Doc Rivers Should Shut Up and Coach -- Or Get His Facts on ICE Straight
Bucks coach is wrong about ICE.
Milwaukee Bucks coach Doc Rivers maintains that Immigration and Customs Enforcement (ICE) randomly targets brown people and commits "murder."
"I look at our league and I think Hakeem Olajuwon could have been taken off the streets," Rivers told OutKick on Sunday during a pre-game press conference. "Right now, brown people feel that only brown people would be taken off the streets. And that is not right and it is not morally right."
Rivers later clarified his comment about Olajuwon, a Nigerian American, and said even brown people who are legal U.S. citizens should be afraid.

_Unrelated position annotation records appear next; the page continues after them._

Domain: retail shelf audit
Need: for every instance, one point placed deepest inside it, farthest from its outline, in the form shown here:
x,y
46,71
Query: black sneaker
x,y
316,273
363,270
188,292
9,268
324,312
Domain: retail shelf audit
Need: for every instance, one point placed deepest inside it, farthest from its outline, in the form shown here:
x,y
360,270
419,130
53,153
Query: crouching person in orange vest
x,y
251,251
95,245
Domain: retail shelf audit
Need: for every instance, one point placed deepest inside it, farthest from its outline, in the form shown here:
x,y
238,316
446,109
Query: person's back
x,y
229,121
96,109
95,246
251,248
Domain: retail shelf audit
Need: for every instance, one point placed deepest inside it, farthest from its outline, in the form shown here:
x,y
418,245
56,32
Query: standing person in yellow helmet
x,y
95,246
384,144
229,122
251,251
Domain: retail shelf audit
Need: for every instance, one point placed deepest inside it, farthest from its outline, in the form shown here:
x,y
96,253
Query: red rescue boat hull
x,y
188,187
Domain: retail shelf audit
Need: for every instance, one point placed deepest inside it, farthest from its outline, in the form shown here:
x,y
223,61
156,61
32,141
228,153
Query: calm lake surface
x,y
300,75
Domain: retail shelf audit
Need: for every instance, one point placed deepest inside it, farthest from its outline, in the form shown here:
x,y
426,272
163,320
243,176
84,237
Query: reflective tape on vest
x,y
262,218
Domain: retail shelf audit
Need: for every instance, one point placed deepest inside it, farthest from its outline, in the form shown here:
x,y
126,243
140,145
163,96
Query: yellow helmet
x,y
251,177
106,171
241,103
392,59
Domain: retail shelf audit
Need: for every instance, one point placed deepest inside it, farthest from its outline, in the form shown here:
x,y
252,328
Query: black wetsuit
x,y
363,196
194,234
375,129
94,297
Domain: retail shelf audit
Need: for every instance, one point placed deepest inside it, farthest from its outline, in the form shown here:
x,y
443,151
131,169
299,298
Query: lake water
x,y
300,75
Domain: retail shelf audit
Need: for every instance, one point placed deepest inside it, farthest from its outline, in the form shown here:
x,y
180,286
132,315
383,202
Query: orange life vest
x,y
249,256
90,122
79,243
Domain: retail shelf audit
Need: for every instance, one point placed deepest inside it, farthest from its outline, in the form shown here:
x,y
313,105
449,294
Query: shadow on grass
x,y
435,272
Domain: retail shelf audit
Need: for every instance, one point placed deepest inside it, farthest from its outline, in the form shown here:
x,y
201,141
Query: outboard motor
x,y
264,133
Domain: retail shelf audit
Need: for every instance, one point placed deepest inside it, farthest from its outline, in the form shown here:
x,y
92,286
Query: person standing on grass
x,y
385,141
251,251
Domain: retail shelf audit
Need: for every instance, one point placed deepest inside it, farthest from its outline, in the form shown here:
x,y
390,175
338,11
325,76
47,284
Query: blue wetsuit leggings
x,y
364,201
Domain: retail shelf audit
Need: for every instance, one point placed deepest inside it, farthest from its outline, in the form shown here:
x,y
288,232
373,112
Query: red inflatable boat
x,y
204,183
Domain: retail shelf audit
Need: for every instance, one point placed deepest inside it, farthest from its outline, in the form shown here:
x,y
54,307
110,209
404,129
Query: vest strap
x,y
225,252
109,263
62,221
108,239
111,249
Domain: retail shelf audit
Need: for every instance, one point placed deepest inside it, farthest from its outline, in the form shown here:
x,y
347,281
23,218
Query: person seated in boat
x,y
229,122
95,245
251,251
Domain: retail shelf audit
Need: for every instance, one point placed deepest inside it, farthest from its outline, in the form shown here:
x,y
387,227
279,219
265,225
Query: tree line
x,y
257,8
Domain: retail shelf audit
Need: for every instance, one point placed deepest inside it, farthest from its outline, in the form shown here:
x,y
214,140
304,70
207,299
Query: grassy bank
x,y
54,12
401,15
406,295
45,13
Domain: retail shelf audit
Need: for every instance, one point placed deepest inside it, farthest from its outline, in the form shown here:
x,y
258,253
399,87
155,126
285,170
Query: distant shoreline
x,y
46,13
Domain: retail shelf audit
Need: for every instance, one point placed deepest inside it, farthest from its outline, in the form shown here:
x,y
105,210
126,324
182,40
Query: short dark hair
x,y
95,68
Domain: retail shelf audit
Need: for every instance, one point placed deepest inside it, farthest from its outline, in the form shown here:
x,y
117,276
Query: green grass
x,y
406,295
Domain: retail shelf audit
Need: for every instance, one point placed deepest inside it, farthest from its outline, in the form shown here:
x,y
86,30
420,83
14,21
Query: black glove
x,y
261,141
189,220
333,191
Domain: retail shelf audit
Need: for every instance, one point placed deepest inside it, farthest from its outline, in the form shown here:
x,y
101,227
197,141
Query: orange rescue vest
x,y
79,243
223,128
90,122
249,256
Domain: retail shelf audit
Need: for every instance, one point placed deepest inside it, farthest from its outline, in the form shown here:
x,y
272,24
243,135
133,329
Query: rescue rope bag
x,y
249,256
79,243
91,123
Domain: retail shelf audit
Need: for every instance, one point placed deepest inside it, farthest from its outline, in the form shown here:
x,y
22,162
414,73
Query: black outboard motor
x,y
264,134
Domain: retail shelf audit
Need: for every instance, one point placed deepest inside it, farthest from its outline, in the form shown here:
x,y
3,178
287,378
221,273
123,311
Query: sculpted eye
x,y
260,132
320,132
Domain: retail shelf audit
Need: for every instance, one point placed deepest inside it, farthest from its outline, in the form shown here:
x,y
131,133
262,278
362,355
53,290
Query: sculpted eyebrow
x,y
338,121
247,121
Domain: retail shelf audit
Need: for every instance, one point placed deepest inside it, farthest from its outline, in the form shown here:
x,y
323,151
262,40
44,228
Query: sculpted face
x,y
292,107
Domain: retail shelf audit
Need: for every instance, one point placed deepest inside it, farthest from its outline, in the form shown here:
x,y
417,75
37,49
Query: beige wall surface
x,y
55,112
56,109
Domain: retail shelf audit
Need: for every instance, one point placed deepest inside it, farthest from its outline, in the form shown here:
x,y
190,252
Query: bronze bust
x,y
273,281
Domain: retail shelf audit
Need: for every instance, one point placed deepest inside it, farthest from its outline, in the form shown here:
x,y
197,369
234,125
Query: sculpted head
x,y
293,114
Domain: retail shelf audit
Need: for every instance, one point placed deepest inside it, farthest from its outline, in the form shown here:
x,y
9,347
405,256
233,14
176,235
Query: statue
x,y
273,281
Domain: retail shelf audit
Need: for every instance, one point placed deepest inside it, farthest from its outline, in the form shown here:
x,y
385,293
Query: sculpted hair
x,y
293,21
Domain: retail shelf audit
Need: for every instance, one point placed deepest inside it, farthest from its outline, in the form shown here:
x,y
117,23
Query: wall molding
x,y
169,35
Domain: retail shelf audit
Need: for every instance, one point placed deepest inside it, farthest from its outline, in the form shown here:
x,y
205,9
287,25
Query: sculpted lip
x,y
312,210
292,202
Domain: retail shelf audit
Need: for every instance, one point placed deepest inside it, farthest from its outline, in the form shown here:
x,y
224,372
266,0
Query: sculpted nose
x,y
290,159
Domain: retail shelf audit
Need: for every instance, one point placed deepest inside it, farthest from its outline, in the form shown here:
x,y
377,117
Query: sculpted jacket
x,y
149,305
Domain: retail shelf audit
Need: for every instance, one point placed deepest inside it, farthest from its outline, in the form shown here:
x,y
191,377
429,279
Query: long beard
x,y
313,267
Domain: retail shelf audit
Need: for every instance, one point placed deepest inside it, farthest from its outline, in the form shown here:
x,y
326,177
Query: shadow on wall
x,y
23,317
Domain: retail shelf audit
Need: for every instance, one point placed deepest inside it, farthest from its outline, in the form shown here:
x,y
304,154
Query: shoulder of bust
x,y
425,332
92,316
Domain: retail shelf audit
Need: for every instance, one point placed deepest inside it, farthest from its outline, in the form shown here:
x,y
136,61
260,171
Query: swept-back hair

"We all should be worried," Rivers added. "Tom Homan, who was the head of DHS, has said they’re targeting people by their color and if they can speak the language. If you’re brown, you’re nervous because I don’t see anybody going into the Ukrainian villages and arresting anybody. All we can go by is what we see."
For background, Rivers referred to the shooting of Renee Nicole Good in Minnesota as "murder" on January 9. The problem: murder is a specific legal term. Based on the available evidence, the ICE agent who shot Good almost certainly did not commit legal murder. Federal officials have repeatedly described the shooting as self-defense.
And yet, not a single reporter in the room challenged Rivers on his misuse of the term.
OutKick submitted a credential request days later and was repeatedly denied access to Bucks events. The team finally credentialed OutKick late last week after we asked the NBA for comment on the denial. Since Friday, OutKick has asked Rivers and Warriors coach Steve Kerr about their statements regarding ICE. Kerr apologized and corrected himself. Rivers did not.
And that is unacceptable.
Doc Rivers is the head coach of one of just 30 NBA teams. His voice reaches millions of fans, many of whom do not closely follow immigration policy or federal law enforcement procedures. A reasonable listener could walk away from hearing Rivers believing that ICE agents are randomly murdering brown people. That is an extraordinary claim, for which there is no evidence.
Rivers also misrepresented Tom Homan’s remarks. Homan never said he instructed agents to target people with brown skin color. In a July interview with Fox News, Homan said officers may briefly detain and question individuals based on the totality of the circumstances. He listed physical appearance among several factors, along with location, occupation, and behavior. Days later, he clarified that physical description alone does not justify detention.
"I want to be clear about that again, because my words were taken out of context," Homan told CNN on July 13. "Physical description cannot be the sole reason to detain and question somebody. That can’t be the sole reason to raise reasonable suspicion. It’s a myriad of factors."
So why is Rivers misquoting Homan seven months later while speaking to a national audience?
It is unclear whether Rivers is grossly misinformed or willfully partisan. Either way, his comments and refusal to correct them highlight a larger problem.

MILWAUKEE, WISCONSIN - DECEMBER 31: Head coach Doc Rivers of the Milwaukee Bucks looks on against the Washington Wizards during the first quarter at Fiserv Forum on December 31, 2025 in Milwaukee, Wisconsin. NOTE TO USER: User expressly acknowledges and agrees that, by downloading and or using this photograph, User is consenting to the terms and conditions of the Getty Images License Agreement. (Photo by Patrick McDermott/Getty Images)
The NBA routinely positions its most recognizable figures as moral authorities on political and social issues. But no honest person turns to Doc Rivers, Steve Kerr, or LeBron James for careful, sourced analysis of immigration enforcement or criminal law.
At best, these interventions divide audiences. At worst, they spread incendiary misinformation.
Sports once served as a unifying force. In recent years, the NBA has increasingly done the opposite. The league has lost more than half its viewership since its peak in the early 2010s, a decline that multiple surveys found was a response to years of one-sided political messaging and activism. As OutKick founder Clay Travis argues, the NBA was the original Bud Light.
There's no balance to the conversation.
While Rivers disparages law enforcement, no NBA coach or player will dare offer the counterargument. And there is a counterargument to his claims, such as Good's role in the shooting and Democratic leaders' inflaming tensions and chaos for political gain.
Most notably, ICE seeks to deport illegal immigrants whom Joe Biden allowed to enter the country without documentation as part of a historically damning border policy.
If the NBA insists on operating as a political actor, then its most prominent voices have a responsibility to be accurate, precise, and accountable. On this issue, Doc Rivers and the NBA failed on all three.
Unless Rivers can get his facts straight, he ought to shut up and coach.